Reverse mortgages (generally known as Home Equity Conversion Mortgages, shortened to HECM) are helping older people in California obtain better personal financial security and enjoy their retirement years to the fullest extent.

The HECM FHA insured reverse mortgage could be used by senior homeowners age Sixty two and older to convert the home equity inside their home into a monthly stream of extra cash flow and/or a line of credit to be repaid when they do not live in the home.

The mortgage loan, typically referred to as HECM, is funded by a lender like a mortgage lender, bank, credit union or savings and loan association. To support the home-owner in making a well informed determination of whether the program satisfies their needs, they are required to get consumer education and counseling by a HUD-approved HECM counselor.

Other California Cities: Riego, Sankey, Elverta, Bombay, Rio Linda

HECM counselors will discuss program qualification requirements, financial implications and alternatives to obtaining a HECM and provisions for the home loan becoming due and payable. Upon the completion of HECM counseling, the home-owner will be able to make an independent, well informed determination of whether this product will fulfill their needs.

California homeowners who satisfy the eligibility requirements can complete a reverse mortgage application by getting in contact with a FHA-approved lending institution like a bank, mortgage company, or savings and loan association.

Borrower Requirements When Getting A Reverse Mortgage In stateshort:

Age 62 years of age or older
Own your home as well as have significant home equity
Occupy your house as a primary residence
Taking part in a consumer information session given by an approved HECM counselor

Mortgage Amount Based On:

Age of the youngest consumer
Current interest rate
Lesser of appraised value or the FHA insurance limit

Financial Requirements:

Income and credit qualifications will be required of the borrower
No repayment provided the home is the primary residence.

Fee may be financed in the mortgage

Property Requirements:

Single family house or 1-4 unit house with one unit occupied by the homeowner
HUD-approved condos
Manufactured homes on property
Meet FHA property requirements and flood requirements

How the Home Equity Conversion Mortgage in California} Program Works For California Homeowners

Home-owners 62 and older that have paid off their mortgage loans or have only small mortgage amounts outstanding, and are presently residing in the home are eligible to take part in HUD’s reverse mortgage program.

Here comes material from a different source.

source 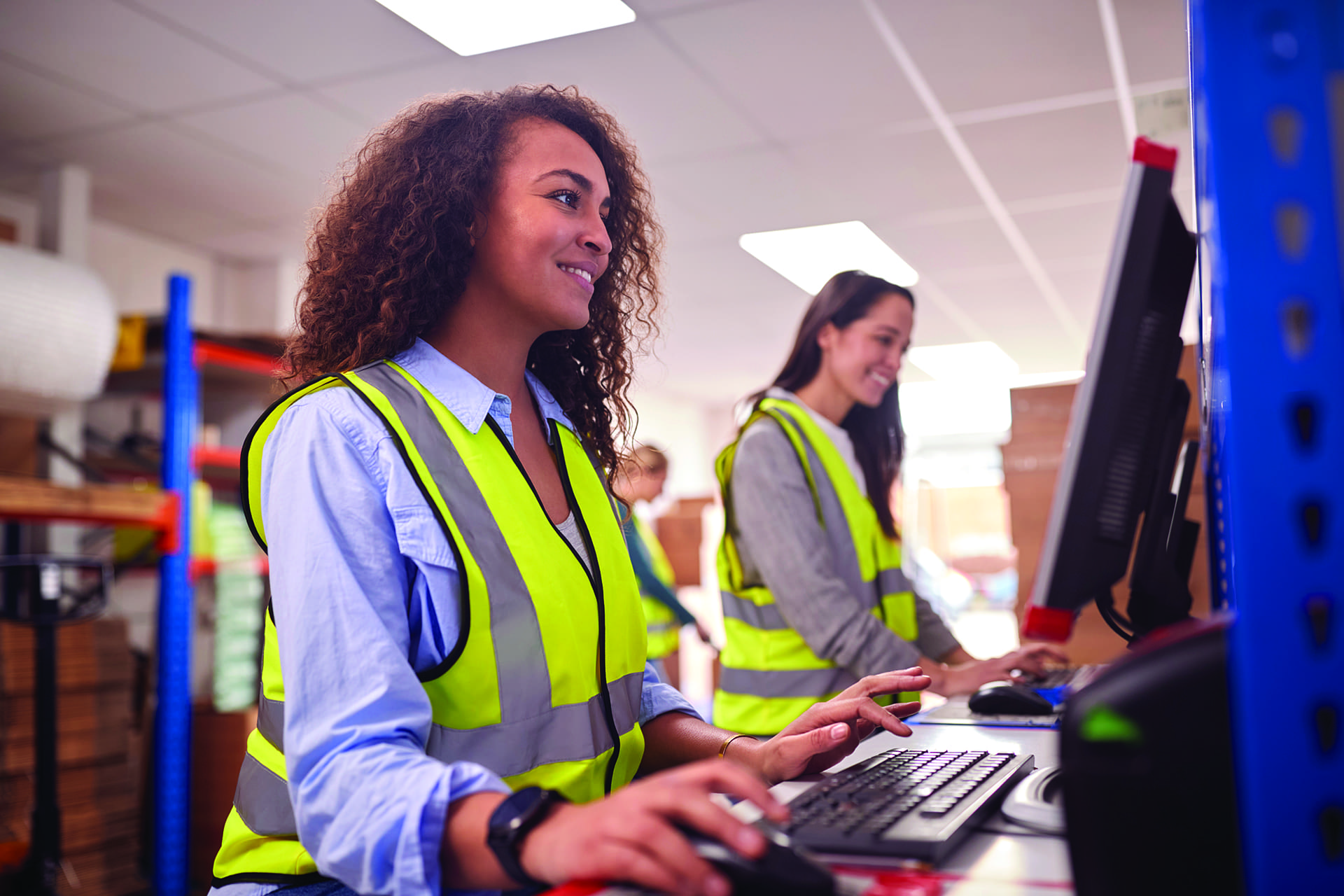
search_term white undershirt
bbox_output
[555,510,593,573]
[766,386,868,494]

The loan makes it possible for homeowners to borrow on the equity in their houses. Homeowners can select from five payment plans:

Tenure – equal monthly payments as long as at least one borrower lives and continues to occupy the property as a principal residence.
Term – equal monthly paymentsfor a fixed period of months selected.
Line of Credit – unscheduled payments or in installments, at times and in amount of borrower’s choosing until the line of credit is exhausted.
Modified Tenure – combination of line of credit with monthly payments for as long as the borrower remains in the home.
Modified Term – combination of line of credit with monthly payments for a fixed period of months selected by the borrower.

Homeowners whose conditions change can restructure their payment selections for a nominal fee of $20. Fees can vary dependant upon Loan provider.

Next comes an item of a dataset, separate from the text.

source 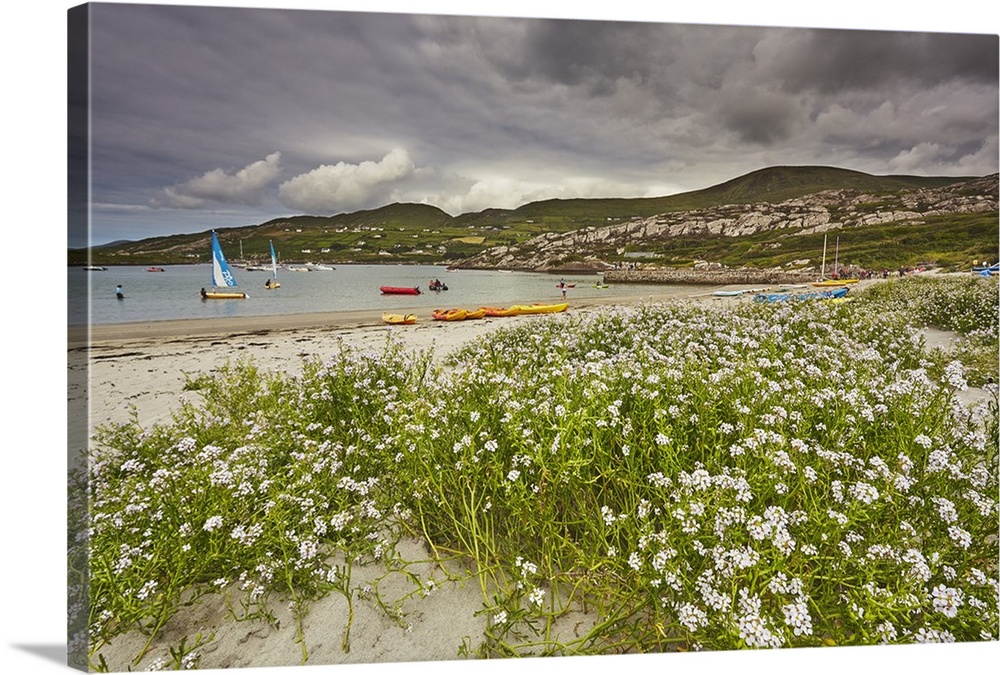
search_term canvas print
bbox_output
[67,2,1000,672]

Unlike normal home equity loans, a HUD reverse mortgage doesn’t require repayment provided the home is the borrower’s principal residence. Loan providers regain their principal, plus interest, when the home is sold. The rest of the value of the home goes to the homeowner or to his / her survivors. You’re never going to owe greater than your home’s appraisal value.

If the sales funds are insufficient to cover the total amount due, HUD pays off the lending company the amount of the shortfall. HUD’s Federal Housing Administration (FHA) collects an insurance premium from all of the homeowners to supply this coverage. This is the beauty of the HUD™ FHA guarantee.

The total amount a homeowner can borrow is dependent on what their age is, current interest rates, other loan costs and the appraisal of their home or FHA ‘s mortgage limits with their area, whichever is less. Typically, the more valuable your property is, the older that you are, the lower the interest rate, the more you’ll be able to borrow.

There isn’t any asset or cash flow restrictions on homeowners obtaining HUD’s reverse mortgage.

There are also no limitations on the value of houses being qualified for a HUD reverse mortgage. The value of the property is determined by an appraisal. However, the total that may be borrowed comes from the lower of the appraisal amount or FHA mortgage limit, which is $675,750.

HUD collects funds from insurance premiums charged to the homeowners who get HECM mortgages. Homeowners are charged an upfront insurance premium that is 2% of the maximum claim amount which can be borrowed as well as a .5 percent annual premium.